To Polybius, on Consolation II

It will also be no small assistance to you to reflect that grief can do no good either to him whom you have lost or to yourself, and you would not wish to protract what is useless: for if we could gain anything by sorrow, I should not refuse to bestow upon your misfortunes whatever tears my own have left at my disposal: I would force some drops to flow from these eyes, exhausted as they are with weeping over my own domestic afflictions, were it likely to be of any service to you.

Why do you hesitate? let us lament together, and I will even make this quarrel my own:⁠—“Fortune, whom everyone thinks most unjust, you seemed hitherto to have restrained yourself from attacking one who by your favour had become the object of such universal respect that⁠—rare distinction for anyone⁠—his prosperity had excited no jealousy: but now, behold! you have dealt him the cruelest wound which, while Caesar lives, he could receive, and after reconnoitering him from all sides you have discovered that on this point alone he was exposed to your strokes.

What else indeed could you have done to him? should you take away his wealth? he never was its slave: now he has even as far as possible put it away from him, and the chief thing that he has gained by his unrivalled facilities for amassing money has been to despise it.
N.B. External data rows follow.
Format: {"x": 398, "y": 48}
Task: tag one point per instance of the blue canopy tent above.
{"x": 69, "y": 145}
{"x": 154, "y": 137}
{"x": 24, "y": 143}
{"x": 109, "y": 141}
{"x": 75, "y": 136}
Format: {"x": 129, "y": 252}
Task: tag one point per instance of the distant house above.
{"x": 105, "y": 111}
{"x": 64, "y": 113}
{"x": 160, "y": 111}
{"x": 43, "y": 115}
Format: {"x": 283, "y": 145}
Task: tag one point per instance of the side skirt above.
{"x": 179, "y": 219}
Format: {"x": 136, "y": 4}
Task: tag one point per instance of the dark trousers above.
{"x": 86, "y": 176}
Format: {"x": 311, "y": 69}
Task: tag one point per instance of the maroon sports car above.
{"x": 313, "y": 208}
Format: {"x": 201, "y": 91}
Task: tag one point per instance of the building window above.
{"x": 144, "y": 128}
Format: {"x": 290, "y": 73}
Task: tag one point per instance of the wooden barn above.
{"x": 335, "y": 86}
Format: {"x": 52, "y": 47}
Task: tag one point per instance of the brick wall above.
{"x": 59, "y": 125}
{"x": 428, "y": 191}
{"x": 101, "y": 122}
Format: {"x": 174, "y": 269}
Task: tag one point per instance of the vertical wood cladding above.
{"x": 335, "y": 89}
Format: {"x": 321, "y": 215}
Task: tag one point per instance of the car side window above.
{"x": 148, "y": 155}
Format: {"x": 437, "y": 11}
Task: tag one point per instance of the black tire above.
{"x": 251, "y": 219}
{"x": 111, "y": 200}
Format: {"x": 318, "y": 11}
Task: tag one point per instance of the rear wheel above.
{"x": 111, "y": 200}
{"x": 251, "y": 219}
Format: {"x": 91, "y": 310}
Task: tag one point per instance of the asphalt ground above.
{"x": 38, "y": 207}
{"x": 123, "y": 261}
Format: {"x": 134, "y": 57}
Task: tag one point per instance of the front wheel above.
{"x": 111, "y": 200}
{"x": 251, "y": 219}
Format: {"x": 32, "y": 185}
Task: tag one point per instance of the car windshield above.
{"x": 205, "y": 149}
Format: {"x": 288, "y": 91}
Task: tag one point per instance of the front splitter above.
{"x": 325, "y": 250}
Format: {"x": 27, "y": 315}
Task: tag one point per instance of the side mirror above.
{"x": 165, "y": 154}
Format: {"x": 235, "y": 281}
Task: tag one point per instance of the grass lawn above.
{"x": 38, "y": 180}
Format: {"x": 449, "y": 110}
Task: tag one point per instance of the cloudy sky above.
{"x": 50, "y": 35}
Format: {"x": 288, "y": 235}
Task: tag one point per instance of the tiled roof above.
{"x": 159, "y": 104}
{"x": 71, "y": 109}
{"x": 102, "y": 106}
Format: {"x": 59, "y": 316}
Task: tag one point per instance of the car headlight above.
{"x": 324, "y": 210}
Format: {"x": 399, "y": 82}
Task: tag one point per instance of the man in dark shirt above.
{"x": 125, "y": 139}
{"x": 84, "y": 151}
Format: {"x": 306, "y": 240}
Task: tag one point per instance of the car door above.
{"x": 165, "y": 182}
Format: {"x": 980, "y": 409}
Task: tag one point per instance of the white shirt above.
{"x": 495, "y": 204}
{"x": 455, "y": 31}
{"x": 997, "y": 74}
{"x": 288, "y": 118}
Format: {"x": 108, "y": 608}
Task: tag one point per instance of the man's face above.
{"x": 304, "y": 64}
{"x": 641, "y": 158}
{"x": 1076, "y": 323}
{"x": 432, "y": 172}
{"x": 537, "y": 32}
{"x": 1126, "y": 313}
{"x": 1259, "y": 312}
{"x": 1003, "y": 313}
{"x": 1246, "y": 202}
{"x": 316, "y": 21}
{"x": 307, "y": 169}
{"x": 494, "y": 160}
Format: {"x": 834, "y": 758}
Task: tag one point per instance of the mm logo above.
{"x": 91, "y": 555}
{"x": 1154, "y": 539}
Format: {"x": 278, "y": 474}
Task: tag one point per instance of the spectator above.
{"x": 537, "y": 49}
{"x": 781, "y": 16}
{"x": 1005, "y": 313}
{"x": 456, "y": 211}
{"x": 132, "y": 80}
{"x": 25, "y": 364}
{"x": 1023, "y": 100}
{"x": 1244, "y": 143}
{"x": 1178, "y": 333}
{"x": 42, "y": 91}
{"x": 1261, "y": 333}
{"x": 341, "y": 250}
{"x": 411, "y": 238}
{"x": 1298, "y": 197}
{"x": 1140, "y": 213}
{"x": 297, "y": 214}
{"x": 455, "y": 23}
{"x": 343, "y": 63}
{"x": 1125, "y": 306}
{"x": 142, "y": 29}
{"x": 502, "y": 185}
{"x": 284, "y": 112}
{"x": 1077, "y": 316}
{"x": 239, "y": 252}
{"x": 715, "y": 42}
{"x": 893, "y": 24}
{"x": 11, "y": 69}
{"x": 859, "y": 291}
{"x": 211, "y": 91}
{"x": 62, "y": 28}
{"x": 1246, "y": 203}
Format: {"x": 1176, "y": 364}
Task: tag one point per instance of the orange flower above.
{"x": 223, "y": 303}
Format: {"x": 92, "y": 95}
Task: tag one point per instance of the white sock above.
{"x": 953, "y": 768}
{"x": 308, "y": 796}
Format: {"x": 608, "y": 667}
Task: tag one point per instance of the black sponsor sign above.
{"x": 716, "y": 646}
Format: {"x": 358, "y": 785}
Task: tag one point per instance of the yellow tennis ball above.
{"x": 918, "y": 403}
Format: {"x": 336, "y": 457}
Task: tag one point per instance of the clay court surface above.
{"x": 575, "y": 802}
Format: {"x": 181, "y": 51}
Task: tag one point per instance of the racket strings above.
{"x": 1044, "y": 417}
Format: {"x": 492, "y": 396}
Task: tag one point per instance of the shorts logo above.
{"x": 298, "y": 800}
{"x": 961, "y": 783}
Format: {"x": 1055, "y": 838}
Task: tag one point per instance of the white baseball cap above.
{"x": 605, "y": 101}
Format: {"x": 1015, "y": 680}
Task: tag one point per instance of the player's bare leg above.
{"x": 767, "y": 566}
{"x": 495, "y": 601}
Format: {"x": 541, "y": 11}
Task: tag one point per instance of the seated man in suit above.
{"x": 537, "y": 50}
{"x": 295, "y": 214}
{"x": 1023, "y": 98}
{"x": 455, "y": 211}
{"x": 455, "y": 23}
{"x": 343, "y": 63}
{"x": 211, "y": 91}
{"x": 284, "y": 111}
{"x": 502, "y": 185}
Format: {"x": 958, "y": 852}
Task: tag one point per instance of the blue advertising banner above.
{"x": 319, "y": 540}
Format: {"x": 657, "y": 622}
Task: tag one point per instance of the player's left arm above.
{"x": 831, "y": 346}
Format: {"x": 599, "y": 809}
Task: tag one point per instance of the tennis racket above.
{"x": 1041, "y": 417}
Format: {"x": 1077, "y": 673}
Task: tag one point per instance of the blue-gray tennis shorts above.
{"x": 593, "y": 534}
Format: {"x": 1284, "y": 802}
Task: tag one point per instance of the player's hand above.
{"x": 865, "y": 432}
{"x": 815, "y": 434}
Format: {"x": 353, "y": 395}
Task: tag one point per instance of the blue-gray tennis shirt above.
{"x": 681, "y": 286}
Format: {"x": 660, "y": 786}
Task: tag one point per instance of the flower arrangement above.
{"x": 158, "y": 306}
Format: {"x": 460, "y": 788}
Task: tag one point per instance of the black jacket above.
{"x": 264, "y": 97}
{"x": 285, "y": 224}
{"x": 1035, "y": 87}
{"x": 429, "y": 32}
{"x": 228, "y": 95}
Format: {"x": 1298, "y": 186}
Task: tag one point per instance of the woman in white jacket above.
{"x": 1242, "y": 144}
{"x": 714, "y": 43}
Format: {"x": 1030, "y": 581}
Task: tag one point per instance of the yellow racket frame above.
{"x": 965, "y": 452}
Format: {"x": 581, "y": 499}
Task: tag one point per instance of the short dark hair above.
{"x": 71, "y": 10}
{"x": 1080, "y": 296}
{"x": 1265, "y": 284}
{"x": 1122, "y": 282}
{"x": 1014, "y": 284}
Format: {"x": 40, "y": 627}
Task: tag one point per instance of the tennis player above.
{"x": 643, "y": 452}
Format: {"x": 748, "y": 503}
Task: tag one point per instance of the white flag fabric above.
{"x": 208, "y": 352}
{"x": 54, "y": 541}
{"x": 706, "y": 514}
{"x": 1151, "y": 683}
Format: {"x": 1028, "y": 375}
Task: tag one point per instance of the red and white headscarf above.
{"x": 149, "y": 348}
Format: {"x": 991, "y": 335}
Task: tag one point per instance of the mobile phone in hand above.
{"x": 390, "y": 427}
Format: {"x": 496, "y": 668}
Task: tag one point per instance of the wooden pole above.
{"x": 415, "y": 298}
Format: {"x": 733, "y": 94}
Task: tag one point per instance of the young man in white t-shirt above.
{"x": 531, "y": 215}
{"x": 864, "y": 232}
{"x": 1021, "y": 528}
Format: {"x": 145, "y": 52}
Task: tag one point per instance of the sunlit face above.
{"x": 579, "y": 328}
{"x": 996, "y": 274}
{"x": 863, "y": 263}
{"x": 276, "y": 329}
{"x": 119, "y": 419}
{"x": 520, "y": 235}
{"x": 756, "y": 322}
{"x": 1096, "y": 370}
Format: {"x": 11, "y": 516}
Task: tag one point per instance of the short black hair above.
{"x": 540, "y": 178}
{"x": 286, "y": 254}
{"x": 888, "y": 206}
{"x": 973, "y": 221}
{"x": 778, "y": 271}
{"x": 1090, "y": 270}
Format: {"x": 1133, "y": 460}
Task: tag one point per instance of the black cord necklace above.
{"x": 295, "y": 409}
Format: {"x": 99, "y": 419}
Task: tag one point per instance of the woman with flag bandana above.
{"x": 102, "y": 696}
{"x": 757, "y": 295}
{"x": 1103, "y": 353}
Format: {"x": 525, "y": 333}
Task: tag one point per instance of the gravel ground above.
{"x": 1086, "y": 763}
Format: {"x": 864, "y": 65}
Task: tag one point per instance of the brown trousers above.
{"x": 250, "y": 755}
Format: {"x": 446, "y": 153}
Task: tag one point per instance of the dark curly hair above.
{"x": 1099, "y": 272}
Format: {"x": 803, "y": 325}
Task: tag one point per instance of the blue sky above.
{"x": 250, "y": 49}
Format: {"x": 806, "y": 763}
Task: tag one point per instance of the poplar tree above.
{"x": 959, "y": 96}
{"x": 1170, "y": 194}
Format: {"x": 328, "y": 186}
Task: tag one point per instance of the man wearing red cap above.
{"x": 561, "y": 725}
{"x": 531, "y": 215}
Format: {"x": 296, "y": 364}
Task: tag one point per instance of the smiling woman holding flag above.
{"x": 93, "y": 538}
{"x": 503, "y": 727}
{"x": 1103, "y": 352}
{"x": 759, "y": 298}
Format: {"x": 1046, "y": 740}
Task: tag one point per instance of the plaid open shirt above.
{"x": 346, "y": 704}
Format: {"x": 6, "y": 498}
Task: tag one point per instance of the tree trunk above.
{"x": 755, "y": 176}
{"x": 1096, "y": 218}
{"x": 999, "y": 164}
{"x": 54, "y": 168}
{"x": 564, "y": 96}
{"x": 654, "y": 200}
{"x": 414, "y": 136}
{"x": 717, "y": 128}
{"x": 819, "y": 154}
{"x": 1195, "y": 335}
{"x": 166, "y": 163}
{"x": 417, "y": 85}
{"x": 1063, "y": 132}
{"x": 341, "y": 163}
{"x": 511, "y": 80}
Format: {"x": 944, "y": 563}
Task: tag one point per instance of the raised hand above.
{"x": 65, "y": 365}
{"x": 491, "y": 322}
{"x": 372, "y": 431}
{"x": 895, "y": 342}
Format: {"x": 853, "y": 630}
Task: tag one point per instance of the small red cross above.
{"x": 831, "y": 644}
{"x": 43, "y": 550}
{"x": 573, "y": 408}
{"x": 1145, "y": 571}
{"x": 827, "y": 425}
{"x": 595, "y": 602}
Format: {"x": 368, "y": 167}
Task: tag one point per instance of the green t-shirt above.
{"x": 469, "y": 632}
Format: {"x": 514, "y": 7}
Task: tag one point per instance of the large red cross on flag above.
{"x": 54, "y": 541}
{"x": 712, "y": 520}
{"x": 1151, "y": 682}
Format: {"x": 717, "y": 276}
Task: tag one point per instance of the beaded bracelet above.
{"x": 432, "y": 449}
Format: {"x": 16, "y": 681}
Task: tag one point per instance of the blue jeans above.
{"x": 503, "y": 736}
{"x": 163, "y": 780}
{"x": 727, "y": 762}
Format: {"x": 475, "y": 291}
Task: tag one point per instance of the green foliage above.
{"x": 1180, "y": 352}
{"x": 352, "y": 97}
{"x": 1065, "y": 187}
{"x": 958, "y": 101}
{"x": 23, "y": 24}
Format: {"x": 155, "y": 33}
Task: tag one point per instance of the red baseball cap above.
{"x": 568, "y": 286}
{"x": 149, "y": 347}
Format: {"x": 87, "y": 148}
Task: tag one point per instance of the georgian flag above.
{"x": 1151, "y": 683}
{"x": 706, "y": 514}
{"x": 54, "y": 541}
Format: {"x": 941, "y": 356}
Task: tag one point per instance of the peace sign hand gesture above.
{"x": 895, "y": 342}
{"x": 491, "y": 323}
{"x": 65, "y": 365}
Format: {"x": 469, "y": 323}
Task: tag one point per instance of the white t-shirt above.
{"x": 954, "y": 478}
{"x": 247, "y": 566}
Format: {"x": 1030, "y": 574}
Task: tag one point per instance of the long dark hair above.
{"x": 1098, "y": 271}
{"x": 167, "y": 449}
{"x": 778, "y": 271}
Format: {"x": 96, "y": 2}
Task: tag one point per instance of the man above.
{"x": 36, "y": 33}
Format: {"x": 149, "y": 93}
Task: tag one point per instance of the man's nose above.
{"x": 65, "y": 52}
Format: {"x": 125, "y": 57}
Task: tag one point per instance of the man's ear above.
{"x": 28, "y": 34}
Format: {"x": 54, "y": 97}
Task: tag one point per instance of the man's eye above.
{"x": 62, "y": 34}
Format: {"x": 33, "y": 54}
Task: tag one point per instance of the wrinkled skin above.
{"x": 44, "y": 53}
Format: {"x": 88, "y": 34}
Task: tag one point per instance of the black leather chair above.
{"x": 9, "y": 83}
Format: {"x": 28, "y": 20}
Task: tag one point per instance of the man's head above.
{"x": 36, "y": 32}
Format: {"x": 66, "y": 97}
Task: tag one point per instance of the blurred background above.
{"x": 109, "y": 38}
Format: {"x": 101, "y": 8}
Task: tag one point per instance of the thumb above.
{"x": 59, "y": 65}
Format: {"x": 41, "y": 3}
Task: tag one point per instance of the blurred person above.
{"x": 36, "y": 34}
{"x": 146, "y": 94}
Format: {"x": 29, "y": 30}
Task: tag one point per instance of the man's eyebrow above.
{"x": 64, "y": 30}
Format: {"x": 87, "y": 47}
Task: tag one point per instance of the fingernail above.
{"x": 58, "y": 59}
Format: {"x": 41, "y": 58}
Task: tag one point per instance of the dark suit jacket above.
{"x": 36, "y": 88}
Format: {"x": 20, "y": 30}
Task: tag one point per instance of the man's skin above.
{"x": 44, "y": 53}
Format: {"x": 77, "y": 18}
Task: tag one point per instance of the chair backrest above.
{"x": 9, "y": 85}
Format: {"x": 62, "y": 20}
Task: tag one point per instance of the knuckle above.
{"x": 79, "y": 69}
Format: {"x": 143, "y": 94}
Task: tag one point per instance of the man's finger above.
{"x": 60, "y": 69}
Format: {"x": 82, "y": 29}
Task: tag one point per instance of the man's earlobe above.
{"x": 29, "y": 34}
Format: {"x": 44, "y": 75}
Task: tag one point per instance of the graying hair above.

Should you take away his friends? you knew that he was of so loveable a disposition that he could easily gain others to replace those whom he might lose: for of all the powerful officers of the Imperial household he seems to me to be the only one whom all men wish to have for their friend without considering how advantageous his friendship would be.

Should you take away his reputation? it is so firmly established, that even you could not shake it. Should you take away his health? you knew that his mind was so grounded on philosophical studies, in whose schools he was born as well as bred, that it would rise superior to any sufferings of the body.

Should you take away his breath? how small an injury would that be to him? fame promised his genius one of the longest of lives: he himself has taken care that his better part should remain alive, and has guarded himself against death by the composition of his admirable works of eloquence: as long as literature shall be held in any honour, as long as the vigour of the Latin or the grace of the Greek language shall endure, he will flourish together with their greatest writers, with whose genius he has measured, or, if his modesty will not let me say this, has connected his own.

This, then, was the only means you could devise of doing him a great injury.

The better a man is, the more frequently he is wont to suffer from your indiscriminate rage, you who are to be feared even when you are bestowing benefits upon one.

How little it would have cost you to avert this blow from one upon whom your favours seemed to be conferred according to some regular plan, and not to be flung at random in your wonted fashion!”